PSIPRED was an early protein secondary structure predictor based on a neural network with a single hidden layer [7]. PSIPRED achieved accuracies of around 80% when predicting 3 secondary structure elements: helix, coil and sheet. Later predictors include SPINE-X, Scorpion, DNSS and SPIDER-2 which are based on deeper neural networks and increase the secondary structure prediction accuracy to around 82% [8-11]. In addition to 3 state secondary structure, other protein properties have also been predicted using deep neural networks including Accessible Surface Area (ASA), phi and psi angles, theta and tau angles, and disorder prediction [8,11-16].
In addition to standard feed forward DNN architectures, Recurrent Neural Networks (RNNs) are tailored to sequence prediction problems. RNNs were developed to handle time series of information such as speech signals. These networks can pass information from one time step to the next, so context information contained earlier in the sequence can be utilized later in the sequence. Bidirectional Recurrent Neural Networks (BRNNs) were later introduced to utilize information along the entire sequence [17]. RNNs can be considered to be very deep neural nets since information may potentially be passed through many time steps. Early RNNs had problems learning when they were required to remember information over long time periods. Long Short Term Memory (LSTM) RNNs were proposed to circumvent these problems and have become widely used for sequence prediction tasks [18].
RNNs have been applied to secondary structure prediction with some success [19-25]. The recurrent connections in the RNN remove the need for large context windows, as the surrounding context is provided by the network. RNNs have also been applied to protein disorder prediction [26]. Basic RNNs can handle arbitrary length 1-dimensional input and output sequences, but they can be modified to handle arbitrarily sized 2-dimensional (and higher) inputs and outputs. These 2-D RNNs have been applied to protein contact map prediction in which a prediction is made for every pair of residues in a protein, as well as prediction of disulfide bridges [27-32]. The latest area of research in neural network architectures is towards adding memory to RNNs for so called neural Turing machines and memory networks [33-35]. These networks can be trained to solve problems that basic RNNs are incapable of solving, e.g., given examples of sorted and unsorted data, learn to sort new unseen data. These architectures have not yet been applied to protein prediction problems and it remains to be seen whether they will be able to succeed where simpler architectures have not.
This article has attempted to give a short non-exhaustive overview of the applications of DNNs to protein structure prediction problems. Deep learning is a rapidly evolving field which excels at problems where there are complex relationships between input features and desired outputs, problems that simpler classifiers are incapable of solving.

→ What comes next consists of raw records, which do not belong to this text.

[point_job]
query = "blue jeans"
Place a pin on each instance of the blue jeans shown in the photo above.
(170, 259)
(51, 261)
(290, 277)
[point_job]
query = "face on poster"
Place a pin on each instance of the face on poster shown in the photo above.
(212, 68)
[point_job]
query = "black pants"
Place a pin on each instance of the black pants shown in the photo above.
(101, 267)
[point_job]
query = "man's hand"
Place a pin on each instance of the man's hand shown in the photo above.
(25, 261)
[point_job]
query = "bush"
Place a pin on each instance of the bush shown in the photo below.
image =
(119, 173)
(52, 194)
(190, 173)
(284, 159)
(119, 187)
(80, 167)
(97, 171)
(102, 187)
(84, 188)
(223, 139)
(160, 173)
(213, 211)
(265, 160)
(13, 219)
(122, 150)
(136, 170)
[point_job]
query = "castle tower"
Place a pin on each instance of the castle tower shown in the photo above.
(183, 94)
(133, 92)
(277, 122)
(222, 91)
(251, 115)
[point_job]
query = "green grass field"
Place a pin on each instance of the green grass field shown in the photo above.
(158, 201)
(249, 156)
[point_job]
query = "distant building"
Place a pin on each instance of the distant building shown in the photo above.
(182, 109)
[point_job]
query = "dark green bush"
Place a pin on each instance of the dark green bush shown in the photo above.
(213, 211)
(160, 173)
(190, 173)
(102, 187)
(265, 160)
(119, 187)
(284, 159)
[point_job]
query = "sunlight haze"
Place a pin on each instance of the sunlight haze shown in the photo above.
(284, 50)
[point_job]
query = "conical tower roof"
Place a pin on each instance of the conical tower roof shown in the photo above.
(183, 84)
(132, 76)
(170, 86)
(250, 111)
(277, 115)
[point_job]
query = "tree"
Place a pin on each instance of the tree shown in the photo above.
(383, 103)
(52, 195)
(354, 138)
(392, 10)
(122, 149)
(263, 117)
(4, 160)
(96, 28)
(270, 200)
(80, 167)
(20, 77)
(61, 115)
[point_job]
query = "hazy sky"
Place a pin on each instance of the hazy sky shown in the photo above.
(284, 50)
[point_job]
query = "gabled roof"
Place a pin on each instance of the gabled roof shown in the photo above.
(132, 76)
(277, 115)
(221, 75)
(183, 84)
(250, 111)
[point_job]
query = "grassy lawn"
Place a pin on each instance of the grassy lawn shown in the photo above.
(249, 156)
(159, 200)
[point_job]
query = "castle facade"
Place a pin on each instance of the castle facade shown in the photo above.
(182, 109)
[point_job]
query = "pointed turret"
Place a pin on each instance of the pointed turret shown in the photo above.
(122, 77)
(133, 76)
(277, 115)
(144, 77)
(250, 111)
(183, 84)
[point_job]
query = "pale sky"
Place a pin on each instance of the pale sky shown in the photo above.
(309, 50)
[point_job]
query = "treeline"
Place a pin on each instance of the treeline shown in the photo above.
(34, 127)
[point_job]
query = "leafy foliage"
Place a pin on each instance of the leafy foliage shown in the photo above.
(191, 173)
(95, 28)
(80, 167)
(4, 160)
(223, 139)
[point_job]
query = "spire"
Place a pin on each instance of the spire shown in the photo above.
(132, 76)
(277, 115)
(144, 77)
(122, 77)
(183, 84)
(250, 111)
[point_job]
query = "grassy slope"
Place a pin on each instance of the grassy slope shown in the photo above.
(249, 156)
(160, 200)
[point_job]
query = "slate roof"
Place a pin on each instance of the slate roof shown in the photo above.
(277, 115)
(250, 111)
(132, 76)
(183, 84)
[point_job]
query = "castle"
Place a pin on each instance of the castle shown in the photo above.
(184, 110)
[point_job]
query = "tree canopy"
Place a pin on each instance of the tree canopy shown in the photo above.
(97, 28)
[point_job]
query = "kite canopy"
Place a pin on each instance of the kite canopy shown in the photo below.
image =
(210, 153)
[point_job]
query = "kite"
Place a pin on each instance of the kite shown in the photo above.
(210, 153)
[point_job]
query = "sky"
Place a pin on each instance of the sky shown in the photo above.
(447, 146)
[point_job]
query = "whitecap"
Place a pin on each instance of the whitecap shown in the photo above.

The main strength of deep learning is the ability to easily take advantage of increases in the amount of data and computational power. One of the catalysts for the success of deep learning for speech and image recognition problems was the emergence of large datasets and sufficient computational power to process them. As more protein data becomes available we hope that deep learning can provide similar improvements to protein structure prediction problems. New deep learning architectures will only accelerate this progress.